# Raising and lowering operators of the Hamiltonian

1. May 8, 2014

### CAF123

1. The problem statement, all variables and given/known data
a) The operators $a$ and $a^{\dagger}$ satisfy the commutation relation $[a,a^{\dagger}] = 1$. Find the normalization of the state $|\psi \rangle = C (a^{\dagger} )^2 |0\rangle$, where the vacuum state $|0\rangle$ is such that $a|0\rangle = 0$

b)A one dimensional simple harmonic oscillator has the Hamiltonian $$\hat{H} = \frac{\hat{p}^2}{2m} + \frac{1}{2}mw^2 \hat{x}^2.$$ The operator $\hat{a}$ is defined as $$\hat{a} = \left(\frac{mw}{2\hbar}\right)^{1/2}\hat{x} + \frac{i}{\sqrt{2mw\hbar}} \hat{p}$$

Suppose that the oscillator frequency is changed slightly to $w \rightarrow \sqrt{1+\epsilon} w$ What are the exact new energy eigenvalues? Now calculate the first order perturbation in the energy and compare with the exact answer.
2. Relevant equations
In a), perhaps that $a|n\rangle = \sqrt{n}|n-1\rangle$ and that $a^{\dagger} |n\rangle = \sqrt{n+1} |n+1\rangle$

3. The attempt at a solution
In a), write out the commutator explicitly $aa^{\dagger} - a^{\dagger}a = 1$. Now I tried various manipulations of this equation to get something that resembled the equation given. Multiply by $(a^{\dagger})^2$ on the left and $|0\rangle$ on the right would give $(a^{\dagger})^2 a a^{\dagger} |0\rangle - (a^{\dagger})^3 a|0\rangle = (a^{\dagger})^2 |0\rangle.$ But this simplifies to LHS=RHS, so it is of no use.

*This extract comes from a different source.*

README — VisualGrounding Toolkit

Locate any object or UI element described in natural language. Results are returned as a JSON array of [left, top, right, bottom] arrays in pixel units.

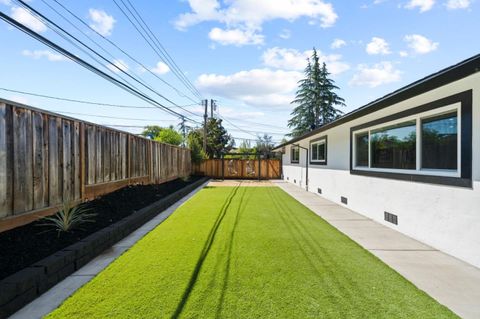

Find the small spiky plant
[[39, 201, 96, 236]]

b)New energy eigenvalues would be $E_n = \hbar (\sqrt{1+\epsilon} w) (n+1/2)$ and the shift is $E' = \langle n | \hat{H'} | n\rangle$ where $\hat{H'}$ is the Hamiltonian above but with $w$ replaced with $\sqrt{1+\epsilon}w$ Do we treat $\epsilon$ as a constant here?

Many thanks.

2. May 8, 2014

### dextercioby

For a), just compute the vector itself, a†|0> = √0+1 |1> = |1>, etc.

3. May 9, 2014

### CAF123

Applying a† again would give √2 |2>, not some constant premultiplying the state |0>. So I think somehow we have to incorporate the commutation relation given, which I tried to do in the OP.

4. May 9, 2014

### vela

Staff Emeritus
Try using $\|C(a^\dagger)^2\vert 0 \rangle\|^2=1$.